Q: You have three children and a small business – how do you do it!?
A: I was pregnant with my third child, my youngest daughter, when I signed the lease on the space...and it was a lot of work, juggling two children, a pregnancy, and a new business! I had a C-section with her, and I had to be back in the salon a week later. Sometimes when you are working at that kind of pace, you have to forgive yourself if you drop the ball on something. The saying “it takes a village” is true and my employees have become part of my village and I am so grateful for them. It’s like running a show every day and you need to be prepared for the weirdest things to happen – because they WILL happen! You just have to keep reminding yourself that you need to turn up and do your best every single day. That’s all you can ask of yourself. It’s hard sometimes, but it pays off.
Finally, if you had 3 tips for other mothers and small business owners that you wish someone would have told you, what would they be?
1) Owning your own business is a 24/7 commitment.
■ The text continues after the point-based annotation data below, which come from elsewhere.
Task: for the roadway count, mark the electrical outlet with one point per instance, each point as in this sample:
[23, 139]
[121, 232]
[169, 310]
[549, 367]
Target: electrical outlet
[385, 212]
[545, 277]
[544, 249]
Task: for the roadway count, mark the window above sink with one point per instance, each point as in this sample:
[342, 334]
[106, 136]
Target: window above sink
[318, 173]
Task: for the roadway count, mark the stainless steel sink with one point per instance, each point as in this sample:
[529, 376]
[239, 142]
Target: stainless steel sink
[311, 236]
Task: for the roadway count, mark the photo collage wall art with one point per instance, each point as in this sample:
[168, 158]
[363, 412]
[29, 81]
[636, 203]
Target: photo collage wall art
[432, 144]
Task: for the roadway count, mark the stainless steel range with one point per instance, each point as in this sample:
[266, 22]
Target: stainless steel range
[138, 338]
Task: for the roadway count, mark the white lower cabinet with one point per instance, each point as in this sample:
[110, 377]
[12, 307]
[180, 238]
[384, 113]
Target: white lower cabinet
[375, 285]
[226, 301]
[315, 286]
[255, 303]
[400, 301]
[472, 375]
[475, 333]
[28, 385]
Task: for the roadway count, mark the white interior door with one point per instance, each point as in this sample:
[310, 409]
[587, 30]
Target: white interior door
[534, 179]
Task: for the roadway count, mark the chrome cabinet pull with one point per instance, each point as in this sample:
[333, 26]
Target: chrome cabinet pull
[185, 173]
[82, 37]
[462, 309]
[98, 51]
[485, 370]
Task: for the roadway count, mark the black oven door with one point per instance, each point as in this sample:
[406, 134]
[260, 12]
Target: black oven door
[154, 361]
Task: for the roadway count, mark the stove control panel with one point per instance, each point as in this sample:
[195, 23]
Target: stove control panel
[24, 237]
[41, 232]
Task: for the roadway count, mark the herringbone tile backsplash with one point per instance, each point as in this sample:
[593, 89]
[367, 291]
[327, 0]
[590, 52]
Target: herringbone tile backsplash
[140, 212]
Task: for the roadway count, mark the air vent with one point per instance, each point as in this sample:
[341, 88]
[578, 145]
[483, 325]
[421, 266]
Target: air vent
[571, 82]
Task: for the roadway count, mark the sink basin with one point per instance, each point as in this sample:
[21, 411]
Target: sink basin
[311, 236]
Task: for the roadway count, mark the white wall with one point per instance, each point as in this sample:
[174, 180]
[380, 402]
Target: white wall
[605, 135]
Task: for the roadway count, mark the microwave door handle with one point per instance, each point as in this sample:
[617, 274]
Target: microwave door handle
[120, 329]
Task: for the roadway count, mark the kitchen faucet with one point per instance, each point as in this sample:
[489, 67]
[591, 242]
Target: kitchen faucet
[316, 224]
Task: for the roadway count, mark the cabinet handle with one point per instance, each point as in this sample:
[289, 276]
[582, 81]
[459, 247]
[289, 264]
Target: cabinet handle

I was aware of this before we opened the store, but what I did not realize is the significant shift it created in our family life. I don't get to see my family as much as I used to on the weekends as those days are the busiest days for the business. And I am at the store. Instead I take two days off during the week to compensate the weekend family time. I would advise others to think through the impact of owning their business on the family life and be aware of potential shifts before committing to it.
2) Make sure your partner is on-board with your commitment and what it means for him/her. I'm so lucky to have my amazing husband who always had been encouraging and helpful. I would not be able to do what I am doing without him. Because of him I have the piece of mind about my family and can focus on the business.
3) Make time for yourself to rest, sleep and workout. I think the first thing to fall by the wayside is me-time. In order to not to burn yourself out you need to carve time for yourself.